PELL CITY -- Rush Propst will return to high school football in the state of Alabama. That return, however, won’t come at Gadsden’s Coosa Christian, where he was introduced as the football coach and athletic director in January. Instead, he will become the head football coach at Pell City High.
Propst, who turned Hoover High into a powerhouse during his tenure from 1999-2007, was hired and introduced at Pell City High on Friday. The introduction came at the school’s auditorium with his new players, school board members, and community members on hand.
“I felt like coming to Pell City, I feel like it’s possibly pretty strong that this is my last chapter in my coaching career,” said Propst, who has won 295 games and seven state championship in 31 years as a high school coach in Alabama and Georgia. “When this job came available, (former UAB head coach) Bill Clark and I talked about this job all the way back over a year ago. In December, we sat down and talked about this in a hunting lodge in South Georgia. As time went on and the job came open, we came after it.”
Propst, who was officially approved by the Pell City school board on Friday morning, said he received support from the leaders at Coosa Christian when making the decision.
“The real special place to me is where I’m coming from,” Propst said. “They’re here today. They’re here to support me. I think it’s unprecedented, that people you’re leaving, come support a man that has left their program. I will never forget them. I will never forget what they did for me. They will always have a special place in my heart. They’re good Christian people. I love every moment I was there.”
Coosa Christian students and faculty are currently on spring break. Propst said he will return to the school when classes resume and talk to the players about his decision.
He takes over a Pell City program that has a humble recent past. The Panthers, who compete in Class 6A Region 6, were 1-9 last season with a 70-40 victory over Springville marking the lone win of the season. Pell City hasn’t been to the playoffs since 2017, haven’t won a playoff game since 2012, and hasn’t won more than one playoff game in a season since advancing to the quarterfinals in 2003.
That is part of what intrigued Propst, whose wife, Stefnie, is a 1988 graduate of the school.

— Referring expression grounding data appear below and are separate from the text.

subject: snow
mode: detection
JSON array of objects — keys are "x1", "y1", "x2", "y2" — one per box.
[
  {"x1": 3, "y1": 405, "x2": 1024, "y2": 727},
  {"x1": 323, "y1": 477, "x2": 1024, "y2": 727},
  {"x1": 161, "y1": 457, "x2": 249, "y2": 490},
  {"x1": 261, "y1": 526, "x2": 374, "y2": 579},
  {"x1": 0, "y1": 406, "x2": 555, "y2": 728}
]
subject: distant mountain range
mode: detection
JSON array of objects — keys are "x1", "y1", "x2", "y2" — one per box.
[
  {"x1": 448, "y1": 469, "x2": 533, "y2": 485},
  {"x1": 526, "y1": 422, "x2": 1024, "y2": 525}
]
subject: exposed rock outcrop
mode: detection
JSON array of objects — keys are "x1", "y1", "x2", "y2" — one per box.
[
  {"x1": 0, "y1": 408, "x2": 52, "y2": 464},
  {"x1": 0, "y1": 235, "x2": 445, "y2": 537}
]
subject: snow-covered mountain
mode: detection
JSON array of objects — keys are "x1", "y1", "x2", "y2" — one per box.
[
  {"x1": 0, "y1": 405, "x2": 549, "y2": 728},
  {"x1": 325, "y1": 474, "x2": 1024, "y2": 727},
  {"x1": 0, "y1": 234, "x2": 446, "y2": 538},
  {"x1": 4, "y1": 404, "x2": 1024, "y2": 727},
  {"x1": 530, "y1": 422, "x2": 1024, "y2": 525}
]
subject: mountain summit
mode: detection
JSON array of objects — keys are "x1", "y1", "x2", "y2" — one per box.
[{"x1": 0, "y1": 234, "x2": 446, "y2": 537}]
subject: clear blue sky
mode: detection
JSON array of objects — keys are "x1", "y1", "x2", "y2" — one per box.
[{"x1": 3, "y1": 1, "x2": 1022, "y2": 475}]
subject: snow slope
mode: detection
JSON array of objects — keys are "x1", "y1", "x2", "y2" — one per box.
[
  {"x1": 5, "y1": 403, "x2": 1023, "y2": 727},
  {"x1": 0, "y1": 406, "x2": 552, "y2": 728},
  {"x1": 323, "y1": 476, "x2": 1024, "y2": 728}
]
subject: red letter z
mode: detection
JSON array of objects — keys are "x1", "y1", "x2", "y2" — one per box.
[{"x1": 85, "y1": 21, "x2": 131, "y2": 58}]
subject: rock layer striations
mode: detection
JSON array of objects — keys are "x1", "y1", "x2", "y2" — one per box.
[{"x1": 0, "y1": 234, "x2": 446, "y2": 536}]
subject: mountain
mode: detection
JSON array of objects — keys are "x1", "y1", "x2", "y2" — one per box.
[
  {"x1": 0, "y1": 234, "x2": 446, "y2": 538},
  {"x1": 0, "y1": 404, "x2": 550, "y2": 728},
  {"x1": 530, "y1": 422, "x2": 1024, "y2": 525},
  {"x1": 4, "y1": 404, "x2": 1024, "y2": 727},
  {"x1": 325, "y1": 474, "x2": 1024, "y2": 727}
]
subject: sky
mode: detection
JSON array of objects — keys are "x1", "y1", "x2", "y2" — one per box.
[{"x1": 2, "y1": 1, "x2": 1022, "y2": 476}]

“Just the ultimate challenge,” Propst said. “It’s probably one of the greatest challenges of my life. I’d have to say Alma Bryant and this one would rival it. Every place I’ve been has been down when I got there. I’ve not stepped into one place that had a winning program when I got there. Valdosta had a winning program. Hoover had gone three straight with no more than four wins.”

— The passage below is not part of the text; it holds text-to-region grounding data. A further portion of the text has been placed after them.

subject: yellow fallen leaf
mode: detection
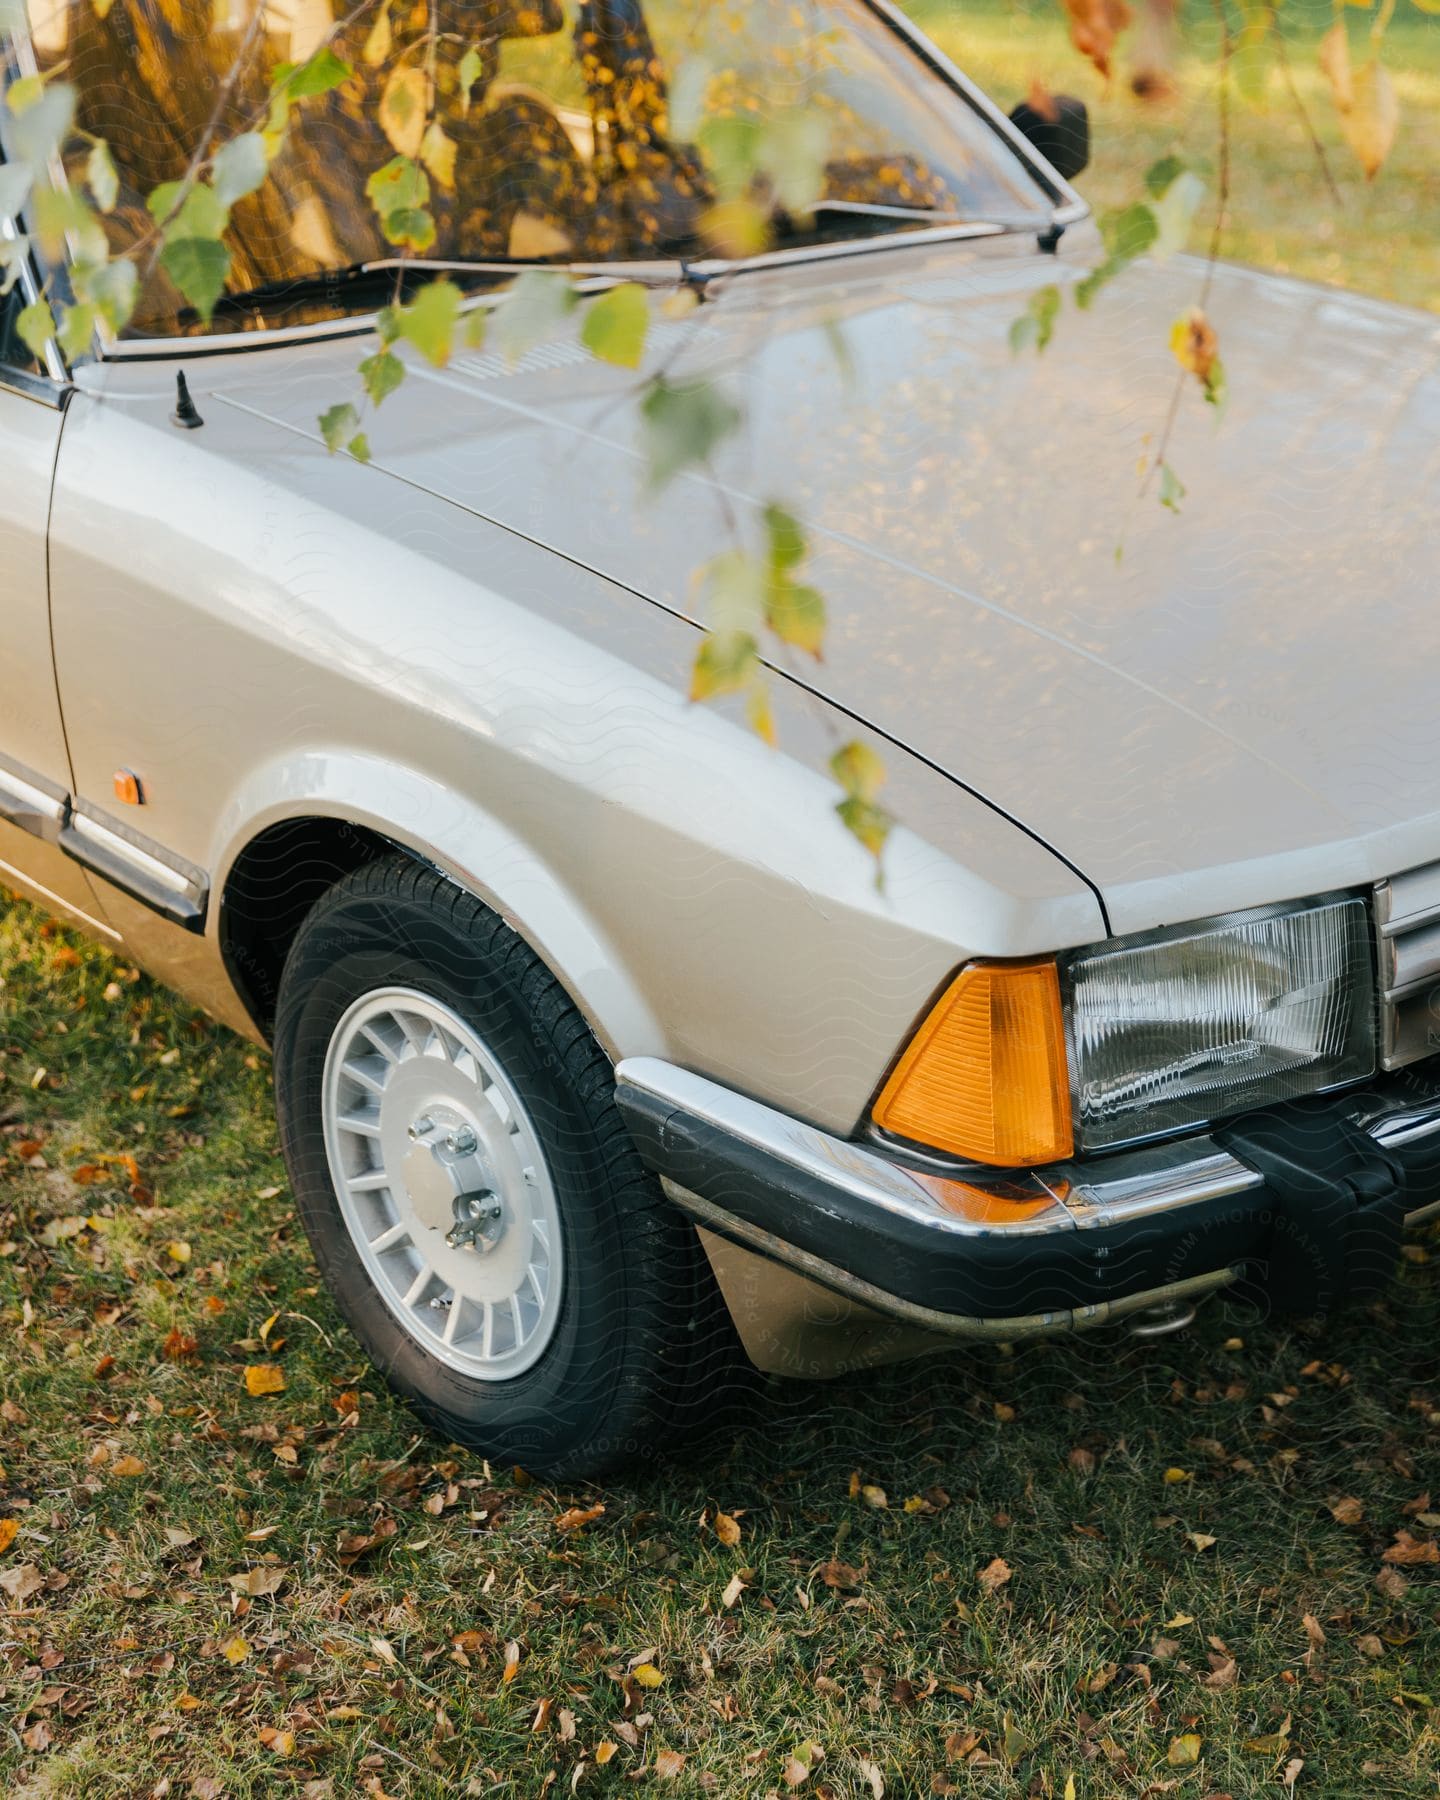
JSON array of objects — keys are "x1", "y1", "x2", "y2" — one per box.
[
  {"x1": 502, "y1": 1639, "x2": 522, "y2": 1684},
  {"x1": 713, "y1": 1511, "x2": 742, "y2": 1546},
  {"x1": 861, "y1": 1484, "x2": 888, "y2": 1509},
  {"x1": 112, "y1": 1454, "x2": 146, "y2": 1477},
  {"x1": 0, "y1": 1519, "x2": 19, "y2": 1554},
  {"x1": 1163, "y1": 1467, "x2": 1192, "y2": 1484},
  {"x1": 631, "y1": 1662, "x2": 665, "y2": 1688},
  {"x1": 221, "y1": 1636, "x2": 250, "y2": 1664},
  {"x1": 165, "y1": 1240, "x2": 191, "y2": 1263},
  {"x1": 176, "y1": 1692, "x2": 202, "y2": 1712},
  {"x1": 595, "y1": 1741, "x2": 618, "y2": 1766},
  {"x1": 1168, "y1": 1733, "x2": 1203, "y2": 1766},
  {"x1": 244, "y1": 1364, "x2": 285, "y2": 1397},
  {"x1": 1186, "y1": 1532, "x2": 1217, "y2": 1552}
]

During his introduction, Propst spent much of the time delivering a message to the players that were in the audience. He said that during his career, 256 of his players had signed college scholarships. At Colquitt County in Georgia, he said, every senior starter during a six-year period signed a scholarship.

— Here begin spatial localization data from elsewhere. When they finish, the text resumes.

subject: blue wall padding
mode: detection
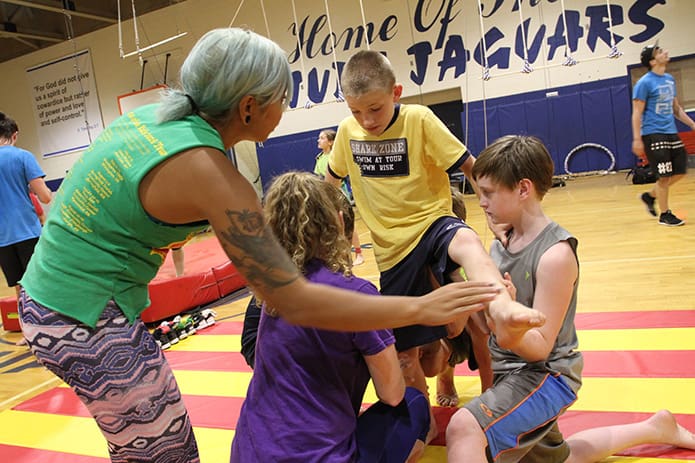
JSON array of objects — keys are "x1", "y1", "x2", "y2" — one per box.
[
  {"x1": 577, "y1": 89, "x2": 618, "y2": 172},
  {"x1": 610, "y1": 84, "x2": 633, "y2": 160},
  {"x1": 461, "y1": 76, "x2": 636, "y2": 175},
  {"x1": 256, "y1": 129, "x2": 325, "y2": 192},
  {"x1": 525, "y1": 99, "x2": 553, "y2": 155},
  {"x1": 550, "y1": 93, "x2": 587, "y2": 172},
  {"x1": 498, "y1": 102, "x2": 527, "y2": 139}
]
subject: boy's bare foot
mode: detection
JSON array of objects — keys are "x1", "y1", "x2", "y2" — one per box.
[
  {"x1": 436, "y1": 366, "x2": 458, "y2": 407},
  {"x1": 649, "y1": 410, "x2": 695, "y2": 449},
  {"x1": 436, "y1": 387, "x2": 459, "y2": 407},
  {"x1": 436, "y1": 392, "x2": 458, "y2": 407},
  {"x1": 489, "y1": 300, "x2": 545, "y2": 349},
  {"x1": 15, "y1": 338, "x2": 27, "y2": 346}
]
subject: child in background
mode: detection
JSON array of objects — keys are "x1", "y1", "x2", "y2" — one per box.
[
  {"x1": 447, "y1": 134, "x2": 695, "y2": 462},
  {"x1": 315, "y1": 128, "x2": 364, "y2": 265},
  {"x1": 232, "y1": 172, "x2": 468, "y2": 462}
]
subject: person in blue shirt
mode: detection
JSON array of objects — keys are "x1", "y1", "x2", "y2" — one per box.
[
  {"x1": 0, "y1": 112, "x2": 52, "y2": 298},
  {"x1": 632, "y1": 41, "x2": 695, "y2": 226}
]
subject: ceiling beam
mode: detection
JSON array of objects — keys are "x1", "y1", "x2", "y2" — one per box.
[
  {"x1": 0, "y1": 29, "x2": 63, "y2": 42},
  {"x1": 0, "y1": 0, "x2": 117, "y2": 24},
  {"x1": 4, "y1": 35, "x2": 40, "y2": 49}
]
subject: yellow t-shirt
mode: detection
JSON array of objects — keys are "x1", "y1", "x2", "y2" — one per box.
[{"x1": 329, "y1": 104, "x2": 467, "y2": 271}]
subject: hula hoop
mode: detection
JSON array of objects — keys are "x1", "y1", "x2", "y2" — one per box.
[{"x1": 564, "y1": 143, "x2": 616, "y2": 175}]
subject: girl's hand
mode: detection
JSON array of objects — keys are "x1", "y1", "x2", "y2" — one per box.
[{"x1": 502, "y1": 272, "x2": 517, "y2": 301}]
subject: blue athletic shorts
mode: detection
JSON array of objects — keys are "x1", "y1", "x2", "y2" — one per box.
[{"x1": 464, "y1": 365, "x2": 578, "y2": 463}]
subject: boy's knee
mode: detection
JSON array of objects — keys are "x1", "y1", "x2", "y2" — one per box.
[
  {"x1": 419, "y1": 340, "x2": 448, "y2": 377},
  {"x1": 657, "y1": 176, "x2": 671, "y2": 186},
  {"x1": 398, "y1": 348, "x2": 421, "y2": 376},
  {"x1": 446, "y1": 408, "x2": 479, "y2": 441}
]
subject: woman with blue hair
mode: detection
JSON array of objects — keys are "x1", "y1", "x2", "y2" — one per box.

“You’ll get my very best,” Propst said. “My job is to make you believe, that’s my job. From day one, I believe this, to be big, you’ve got to think big. If you’re going to be a champion, we must treat you like a champion. I’ve always believed that. If you make them believe you’re a championship-caliber group, then they’ll perform a lot better. If you go in there and say that you don’t have talent, you don’t have this, you don’t have that, you’re not going to hear me say that. Never. At the end of the day, it’s about what you put into it. We’ll do it together.”
Propst left little doubt about the goal of the program but didn’t set a specific timetable for meeting that goal.
“People are going to ask you, people are going to ask me, how many games are we going to win?” Propst said. “Don’t give them a number, just don’t. I don’t talk about winning seasons. I don’t talk about goals. There is only one goal in football, on the field. There’s a lot of goals, but there’s only one on the field. That’s to be a state champion. Period. And that’s the only thing you hear me talk about. Will it happen? I can’t tell you that, I don’t know that. There’s no time frame on winning a state title. It’s hard, there’s no doubt about it. But there’s things you’ve got to do to achieve that. It takes patience, it takes time.”